Below are the paths of the Sun and Earth that is shown on my simulation
Blue- Earth's path, Orange- Sun's path
High--> low velocity



We then spend some time at Dr. Cummings', who is also a professor at the Particle physics department, office. Dr. Bellis excitingly shared what I made with Dr. Cummings and they both got really excited and say that they are going to use them in the Astronomy class at Siena. In this office of excitement, I suddenly saw a group of Chinese girls went by. I stared and found out that they were Sherry, Claire, Irene, Etheal, etc and were there for the AMC test. After that incident, Dr. Bellis, Dr. Cummings, and I continued to discuss about our simulation. Dr. Cummings gave us some advice on how to make a graph that will track the amount of dark matter detected on Earth over time change. This is a challenge, because Processing is a program that is mostly used for art and animations rather than science, so Dr. Bellis and I could not find example of how to make a graph on Processing. We realized that we will have to write codes that will draw tiny line segments to create line or curved line graph. 

To practice drawing a graph on Processing, Dr. Bellis showed me how to create a sine curve. He gave me this code that will repeatedly do things over a number of times. Using this code I was able to create a coordinate system on the simulation. Firstly, I drew the x and y axis. Secondly, I drew the tick marks that have numbers on its side by using the code which adds a certain distance to the position of each line segment as "i" (like 'n' in a sequence/series formula) increases. Thirdly, I drew a new sine graph, also using the new codes, with starting point on the end of my x-axis. 
Sine curve on a coordinate system (not to scale)

 It looks very simple but the progress of figuring out how to do it just by looking at sample is actually really difficult. The next thing I did was to draw exponential curves on the coordinate system I created (just copy and past the codes for the ticks and axis to a new file :P and figure out how to make the codes repeatedly draw line segments of the exponential curve). 

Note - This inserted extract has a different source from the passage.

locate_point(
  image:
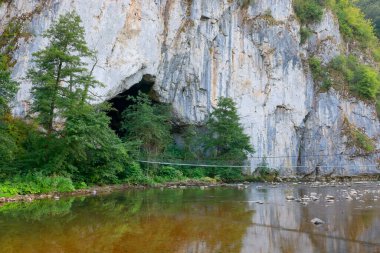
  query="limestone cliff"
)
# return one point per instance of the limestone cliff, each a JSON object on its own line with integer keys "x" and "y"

The simulations and codes are on the website: http://www.sos.siena.edu/~mbellis/ew_processing/spring_2013.html


Feel free to play with the orbits by using the buttons that changes the speed of the orbiting objects! :)




2 comments:

  1. The Sun and Earth movement simulation is really cool! I have never considered the path of the earth and sun around the galaxy in that way before. Amazing how powerful visualizations can be to understanding!

    ReplyDelete
  2. Great breakthrough, Yvonne! I am impressed both with your creation, and with how it might be used in Siena courses. I find your model mesmerizing to watch. Maybe it could be a form of relaxation as well! Keep up the wonderful work!!